Plastic sheeting covers windows in what remains of the home where he and his family are living with no electricity, running water or even a proper bathroom, in the town of Hammuriyeh.
Siege, return
Syria’s war began in 2011 when Assad unleashed a crackdown on democracy protests, prompting soldiers to defect from the army and civilians to take up weapons.
When Eastern Ghouta, where Hammuriyeh is located, fell out of Assad’s control, the government imposed a siege and launched a ferocious air and ground assault. Assad’s forces were accused of conducting chemical attacks on rebel areas of Eastern Ghouta.
In 2018, tens of thousands of fighters and civilians were bussed to Opposition-held northwest Syria under evacuation deals brokered by Assad backer Russia. Among those who left the area at the time were Mr. Kafozi and his family. His granddaughter Baraa, now eight, “was an infant in our arms” when they left, he said.
Fast-forward to December 2024, Assad was ousted in an offensive spearheaded by Islamist fighters, allowing displaced Syrians to return to their homes.
Mr. Kafozi said that when Baraa first saw the damage, “She just stared and said, ‘What’s this destroyed house of ours? Why did we come? Let’s go back.’” “I told her, this is our home, we have to come back to it,” he said.
Until their return to Hammuriyeh, his family sought refuge in the northwest and survived a 2023 earthquake that hit Syria and neighbouring Turkiye.
Despite the damage to his home, Mr. Kafozi said: “I don’t regret coming back.”
Outside, children played in the dusty street, while a truck delivered gas bottles and people passed on bicycles.
Next door, Mr.
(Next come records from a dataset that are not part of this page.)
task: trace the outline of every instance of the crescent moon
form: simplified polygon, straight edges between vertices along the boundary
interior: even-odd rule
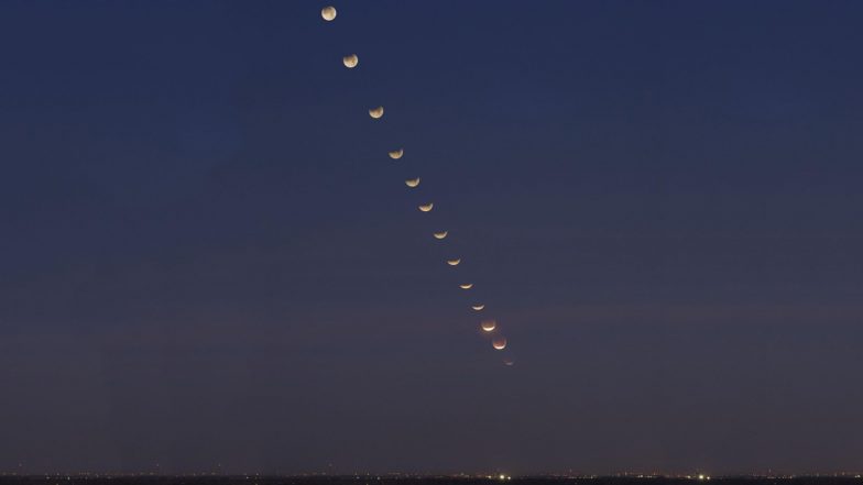
[[[379,106],[378,108],[370,109],[369,115],[374,118],[375,120],[383,117],[383,107]]]
[[[320,9],[320,16],[324,18],[327,22],[331,22],[336,19],[336,8],[335,7],[324,7]]]
[[[357,67],[357,64],[360,64],[360,58],[357,57],[357,54],[351,54],[349,56],[342,57],[341,63],[345,64],[345,67],[348,69],[353,69]]]

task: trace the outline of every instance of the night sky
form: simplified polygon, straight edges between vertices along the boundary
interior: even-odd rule
[[[0,4],[0,471],[863,469],[863,3],[327,4]]]

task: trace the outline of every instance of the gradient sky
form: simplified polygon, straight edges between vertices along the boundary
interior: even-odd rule
[[[863,469],[863,3],[325,4],[0,5],[0,471]]]

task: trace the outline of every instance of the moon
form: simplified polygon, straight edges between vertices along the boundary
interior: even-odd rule
[[[375,120],[383,117],[383,107],[379,106],[378,108],[370,109],[369,115],[374,118]]]
[[[320,16],[323,16],[327,22],[332,22],[336,19],[336,8],[324,7],[320,9]]]
[[[357,67],[357,64],[360,64],[360,58],[357,57],[357,54],[351,54],[349,56],[342,57],[341,63],[345,64],[345,67],[348,69],[353,69]]]

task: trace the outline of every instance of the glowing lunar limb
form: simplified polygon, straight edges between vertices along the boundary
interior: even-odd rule
[[[369,110],[369,115],[374,118],[375,120],[383,117],[383,107],[379,106],[378,108],[372,108]]]
[[[324,7],[320,9],[320,16],[323,16],[327,22],[332,22],[336,19],[336,8]]]
[[[345,67],[348,69],[353,69],[357,67],[357,64],[360,64],[360,58],[357,57],[357,54],[351,54],[349,56],[342,57],[341,63],[345,64]]]

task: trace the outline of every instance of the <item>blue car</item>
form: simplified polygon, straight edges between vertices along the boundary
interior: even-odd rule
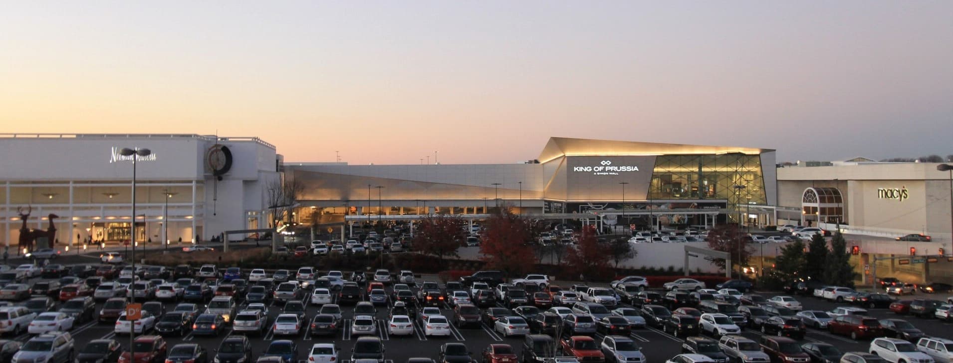
[[[272,344],[268,346],[268,349],[265,350],[265,353],[259,358],[266,356],[280,356],[286,362],[297,362],[297,344],[294,344],[291,340],[272,341]]]
[[[225,281],[232,281],[235,278],[241,278],[241,268],[239,267],[230,267],[225,270],[225,274],[222,275],[222,279]]]

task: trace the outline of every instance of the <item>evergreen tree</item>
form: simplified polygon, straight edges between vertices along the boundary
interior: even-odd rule
[[[804,242],[798,240],[781,248],[781,255],[775,261],[775,272],[783,281],[792,281],[803,276],[806,262]]]
[[[847,240],[840,232],[831,238],[831,251],[824,264],[824,282],[833,286],[854,286],[854,267],[850,265]]]
[[[820,233],[811,237],[807,245],[807,255],[804,256],[804,272],[807,278],[823,280],[824,264],[827,263],[827,241]]]

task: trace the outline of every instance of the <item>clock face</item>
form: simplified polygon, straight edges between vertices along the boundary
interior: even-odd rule
[[[232,168],[232,151],[227,146],[215,145],[209,149],[206,163],[213,174],[222,175]]]

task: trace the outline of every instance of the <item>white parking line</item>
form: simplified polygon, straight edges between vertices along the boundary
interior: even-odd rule
[[[497,332],[490,330],[489,327],[486,326],[486,324],[480,323],[479,327],[482,328],[483,332],[486,332],[486,333],[489,334],[490,337],[493,338],[493,340],[498,342],[503,341],[503,338],[499,337],[499,334],[497,334]]]

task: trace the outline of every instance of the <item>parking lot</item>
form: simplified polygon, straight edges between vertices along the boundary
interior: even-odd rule
[[[290,267],[291,268],[291,267]],[[417,279],[417,283],[421,283],[428,276],[424,276],[422,279]],[[33,278],[30,279],[30,284],[40,281],[43,279]],[[434,280],[434,279],[430,279]],[[590,286],[596,287],[600,284],[589,284]],[[443,285],[440,285],[443,288]],[[565,288],[565,287],[564,287]],[[390,287],[388,287],[390,289]],[[415,288],[416,289],[416,288]],[[772,293],[762,293],[766,297],[773,296]],[[918,296],[923,297],[923,296]],[[929,296],[939,299],[946,299],[946,296]],[[797,297],[804,306],[805,310],[822,310],[829,311],[839,306],[838,304],[821,301],[813,297]],[[305,292],[302,296],[302,301],[308,306],[307,309],[307,318],[310,320],[317,313],[318,307],[310,304],[311,293],[310,292]],[[335,301],[336,302],[336,301]],[[174,308],[174,303],[166,303],[167,311],[172,311]],[[97,313],[99,308],[101,308],[102,303],[97,303]],[[241,302],[239,309],[247,306],[247,303]],[[623,304],[624,306],[624,304]],[[203,307],[204,308],[204,307]],[[298,360],[300,363],[307,361],[307,353],[310,348],[314,343],[335,343],[340,349],[341,355],[340,359],[347,360],[350,355],[351,348],[353,347],[355,336],[351,336],[348,333],[350,330],[351,320],[354,318],[354,313],[352,312],[353,306],[343,306],[343,327],[338,331],[337,334],[335,336],[312,336],[310,332],[307,330],[303,331],[301,334],[297,336],[274,336],[273,333],[268,333],[263,336],[251,336],[251,340],[253,346],[253,356],[257,357],[260,355],[268,345],[273,340],[277,339],[293,339],[297,344],[298,350]],[[268,316],[269,324],[274,323],[275,317],[281,313],[282,304],[272,302],[269,305]],[[204,309],[203,309],[204,310]],[[493,331],[491,327],[481,324],[478,327],[472,327],[467,329],[457,329],[456,327],[451,326],[451,334],[446,337],[433,337],[424,336],[422,326],[419,320],[416,321],[414,324],[414,333],[409,336],[391,336],[387,333],[386,318],[388,312],[390,310],[390,303],[387,307],[379,306],[376,312],[376,326],[377,333],[376,336],[380,337],[383,341],[386,353],[385,357],[388,361],[392,362],[404,362],[411,357],[431,357],[436,358],[439,346],[443,343],[448,342],[460,342],[465,344],[470,348],[470,352],[473,353],[473,357],[479,360],[479,353],[489,344],[509,344],[516,351],[517,356],[521,357],[520,345],[522,343],[521,336],[504,337],[500,333]],[[449,306],[442,306],[441,313],[448,318],[453,316],[453,310]],[[873,309],[870,310],[870,315],[877,318],[894,318],[898,317],[893,313],[885,309]],[[941,336],[941,337],[953,337],[953,333],[950,332],[950,325],[948,323],[940,322],[934,319],[921,319],[917,317],[905,316],[902,317],[907,319],[913,323],[917,328],[923,331],[926,335]],[[75,338],[76,349],[79,350],[80,347],[84,346],[86,343],[93,339],[116,339],[120,342],[124,349],[129,347],[129,335],[122,333],[116,334],[113,332],[113,325],[112,324],[99,324],[95,321],[87,322],[81,325],[77,325],[71,331],[73,337]],[[207,337],[207,336],[195,336],[192,333],[188,333],[185,336],[168,336],[166,339],[169,343],[169,347],[172,348],[173,345],[182,342],[197,343],[202,345],[210,353],[211,357],[213,356],[213,350],[216,349],[221,341],[226,337],[231,335],[231,327],[226,328],[225,331],[219,336]],[[745,329],[742,335],[757,339],[760,333]],[[17,340],[26,341],[29,339],[29,335],[23,334],[15,337]],[[601,336],[597,335],[597,339],[600,340]],[[642,353],[647,357],[648,362],[664,362],[666,359],[680,353],[680,346],[682,339],[679,337],[672,336],[668,333],[662,333],[661,331],[647,327],[645,329],[637,329],[633,331],[631,338],[642,347]],[[807,342],[825,342],[830,343],[838,347],[842,352],[850,351],[866,351],[869,344],[868,341],[853,341],[849,337],[832,335],[826,332],[817,331],[810,329],[808,334],[801,341],[802,343]]]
Kafozi’s nephew Ahmed, 40, has also returned with his wife and four children, but they are staying with relatives because of the damage to their home.
From the shell of a bedroom, the day worker looked out at a bleak landscape of buildings crumpled and torn by bombing.
“Our hope is that there will be reconstruction in the country,” he said. “I don’t think an individual effort can bear this, it’s too big, the damage in the country is great.”
Syria’s 13-year-war has killed more than 5,00,000 people, displaced millions more and ravaged the country’s infrastructure and industry.
Local official Baibars Zein, 46, said bus transport had been arranged for people displaced from Hammuriyeh. “We’ve taken around 106 families — the total number of families that want to come back is around 2,000,” he said.
‘Oppression is gone’
Among those who returned was Zein’s brother Saria, who left his wife and five children in northwest Syria to try to make their flat inhabitable before they return.
To Saria, the devastation was a grim reminder of a 2015 strike that killed his seven-year-old daughter.
His children “are really excited, they call me and say ‘Dad, we want to come back,’” he said.
“We are very very optimistic — the oppression is gone,” he said.